Selain itu, kegiatan ini juga bertujuan memberikan perlindungan hukum bagi para pencipta karya, khususnya di bidang musik dan lagu, sekaligus mendorong kesadaran masyarakat untuk mematuhi ketentuan yang berlaku.
"Tentunya dengan sosialisasi ini salah satu bentuk dorongan Kementerian Hukum kepada pelaku usaha terutama juga masyarakat terkait kesadarannya untuk mengikuti apa-apa yang sudah diatur dalam undang-undang hak cipta dalam hal pembayaran royalti," ujarnya.
Sementara itu, Komisioner Lembaga Manajemen Kolektif Nasional (LMKN) yang juga musisi, Marcell Siahaan, mengatakan persoalan utama dalam hak cipta sering kali berakar dari kurangnya pemahaman.
“Masalah itu sering timbul karena pemahaman. Sebelum masuk ke teknis, kita harus paham dulu inti perlindungan hak cipta dan mekanismenya,” katanya.
Menurut Marcell, sosialisasi menjadi kunci dalam mengurangi konflik dan kesalahpahaman antara pengguna lagu dan pemilik hak cipta. Ia menyatakan regulasi yang ada bukan untuk memberatkan salah satu pihak, melainkan untuk menciptakan keseimbangan dalam ekosistem industri kreatif.
"Jadi semuanya seimbang, ekosistemnya baik, kreativitas tetap naik, tapi juga dunia usaha tidak terganggu. Bagaimana caranya? Itu yang sedang kami upayakan. Kalau kami dari LMKN memang lebih teknis pada tata kelola. Cuma perlu juga untuk tahu bahwa sebelum kita masuk tata kelola itu, sekali lagi kita perlu paham dulu," ujarnya.

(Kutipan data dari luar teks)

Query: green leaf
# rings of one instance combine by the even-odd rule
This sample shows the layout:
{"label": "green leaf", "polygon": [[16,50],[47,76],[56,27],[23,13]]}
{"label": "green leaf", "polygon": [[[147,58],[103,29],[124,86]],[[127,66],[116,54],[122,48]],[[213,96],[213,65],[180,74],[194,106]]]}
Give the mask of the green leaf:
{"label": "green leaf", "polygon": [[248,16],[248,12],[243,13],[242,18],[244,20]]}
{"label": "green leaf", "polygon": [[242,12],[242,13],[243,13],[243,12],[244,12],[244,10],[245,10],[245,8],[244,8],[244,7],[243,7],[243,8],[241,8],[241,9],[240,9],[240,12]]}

Ia juga menyoroti tantangan besar berupa trust issue serta maraknya disinformasi, terutama di media sosial, yang kerap memperkeruh pemahaman masyarakat terkait hak cipta. “Makanya penting untuk paham bersama, supaya tidak ada lagi miskomunikasi dan disinformasi yang berkembang,” ucapnya.
Melalui kegiatan ini, diharapkan kesadaran hukum masyarakat Lampung terhadap hak cipta, khususnya terkait royalti musik dan lagu, semakin meningkat. Dengan demikian, ekosistem industri kreatif dapat tumbuh secara sehat, adil, dan berkelanjutan.